Cuenta Austerlitz como el ferrocarril impuso la armonización del tiempo hacia mediados del siglo XIX, y sólo desde entonces reinó el tiempo en el mundo. Y cómo la relación del espacio y el tiempo que se experimenta al viajar tiene algo de ilusoria “por lo que cada vez que volvemos del extranjero, nunca estamos seguros de si hemos estado fuera realmente”.

El exilio a veces forzoso a veces voluntario es tema predilecto en la tradición de la literatura centroeuropea. El viaje, que puede suponer una forma de conocimiento o una forma de terapia, será un tema central en otras novelas de Sebald, como Los anillos de Saturno, Vértigo o Los emigrados. En esta última, hay también reflexiones y sentimientos afines a los de Austerlitz: al maestro de escuela Paul Bereyter, uno de los protagonistas, le obsesionaban “los horarios, los itinerarios y la logística de todo el sistema ferroviario”. El ferrocarril tenía para él un significado profundo y en él puso fin a su vida un 30 de diciembre.

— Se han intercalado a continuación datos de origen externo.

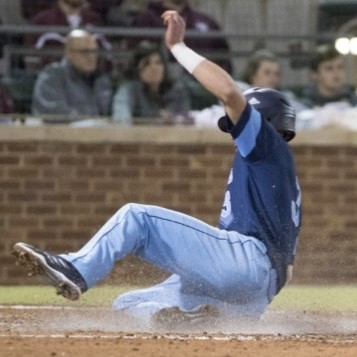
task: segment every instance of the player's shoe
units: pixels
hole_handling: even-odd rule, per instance
[[[26,243],[16,243],[12,254],[16,264],[28,270],[28,274],[43,275],[56,288],[57,294],[69,300],[78,300],[87,284],[78,270],[58,255],[51,255]]]
[[[159,328],[202,328],[216,323],[218,318],[219,310],[212,305],[204,304],[193,310],[181,310],[177,306],[161,309],[152,316],[152,322]]]

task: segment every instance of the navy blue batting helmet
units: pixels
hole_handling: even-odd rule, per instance
[[[264,119],[270,121],[285,141],[295,136],[295,110],[288,98],[270,88],[250,88],[244,92],[251,104]]]
[[[255,87],[247,89],[244,96],[264,119],[273,124],[285,141],[294,138],[295,110],[283,93],[275,89]],[[224,121],[220,120],[218,126],[221,130],[228,131]]]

Las estaciones de ferrocarril son umbrales, puntos de partida o destino que tienen la capacidad de generar sentimientos contradictorios, ambivalentes. Pueden provocar nostalgia por lo que se deja atrás o ser espacios que inauguran lo nuevo, lo no acontecido. O como el caso de Austerlitz, el lugar donde debatirse entre la ausencia de un origen y su presente, un paisaje al que le cuesta pertenecer.

Las imágenes en blanco y negro de Sebald, sugieren que en verdad esos lugares no son tan pasajeros y están cargados de memoria. Las estaciones pueden parecer arquitecturas impersonales, capaces de albergar la historia de cada viajero sin nunca contaminarse de sus vivencias. Son universales porque tienden a parecerse; pero también son señales, referencias al viajero en medio de un viaje interminable por la geografía incierta de sus recuerdos, sus miedos, sus traumas. La arquitectura aparece para señalar que fue allí donde comenzó su andadura, donde empezó a olvidar y recordar su infancia. A ser libre y esclavo al mismo tiempo, entre gente que está de paso.



Referencias:


(1) Austerlitz se publicó por primera vez en 2001. La edición que se ha usado y que se reproduce en este texto (tanto las citas como las imágenes) pertenece a una publicación de 2009 editada por Anagrama y traducida del alemán por Miguel Sáenz.